Police officers trying to subdue a robbery suspect in the city's skid row section shot and killed the man as he grabbed an officer's gun during a scuffle that was captured on video and went viral across social media platforms.
The demonstrators gathered to rally at the site of Sunday's shooting, at the intersection of San Pedro Street and 6th street, and marched to the Los Angeles Police Department Headquarters, approximately a mile north of the shooting site. Demonstrators held various signs and chanted "Can't kill Africa," in reference to the victim's street name, and "black lives matter".
Demonstration organisers hoped to meet with the police commissioner to deliver a list of demands so police officers patrolling skid row can improve relationships with homeless residents there.
General Jeff, a community organiser and skid row resident, said: "We need more mental health training. If it's not going to be for the police officers then we need to bring in health care professionals that are side by side with LAPD so that we can address this issue.
"The city of Los Angeles is responsible, the county of Los Angeles is responsible, the state of California is responsible and the White House in Washington D.C. is also responsible.
"This is not a skid row problem, this is not a city of Los Angeles problem, this isn't a state of California problem, this is a United States of America problem and the entire United States needs to do something about the homeless capital of America which is right here in downtown Los Angeles.
"We need to house the people, we need to get the services and we need to get real health care professionals, not the ones that are here just to earn a paycheck, the ones that are passionate enough to help the people," he said.

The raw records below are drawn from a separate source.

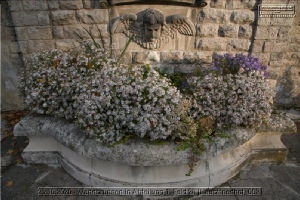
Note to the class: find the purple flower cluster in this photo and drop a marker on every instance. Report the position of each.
(229, 64)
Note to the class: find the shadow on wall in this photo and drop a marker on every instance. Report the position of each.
(11, 63)
(254, 25)
(288, 89)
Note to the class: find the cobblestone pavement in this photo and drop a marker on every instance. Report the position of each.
(21, 181)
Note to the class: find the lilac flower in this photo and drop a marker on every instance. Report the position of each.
(229, 64)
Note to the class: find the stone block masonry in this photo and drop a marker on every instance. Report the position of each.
(222, 26)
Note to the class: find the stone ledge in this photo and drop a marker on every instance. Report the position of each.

Among the demonstrators outside Los Angeles Police Department Headquarters were community organisers and numerous homeless residents of skid row. Skid row is a 50-block area that ranks as one of the largest concentrations of homeless people in United States.
Ali Thomas, a homeless resident of skid row who claims he witnessed the fatal shooting on Sunday, said: "I feel they need to stop killing us. They killing us one by one, they just knocking us down and they ain't going to never stop. Seems like they're going to kill us one by one until they can get us all.
"Like they say, it happened in skid row and a man had a mental issue and we got a lot of issues down in skid row, they need to worry about the issues that we got in skid row and not all this petty little stuff that they worry about in skid row and that's why I'm here."
Authorities have yet to publicly identify the man who was fatally shot, known by his street name 'Africa'. A law enforcement source has confirmed a previous report by the Los Angeles Times which identifies the man as Charley Saturmin Robinet, a French national, who was accused of pistol-whipping a bank teller during the 2000 holdup of a Wells Fargo Bank branch.
Robinet previously served time in federal prison for armed bank robbery and federal prison and court records show he was sentenced to 15 years in prison and was released from a federal facility in May.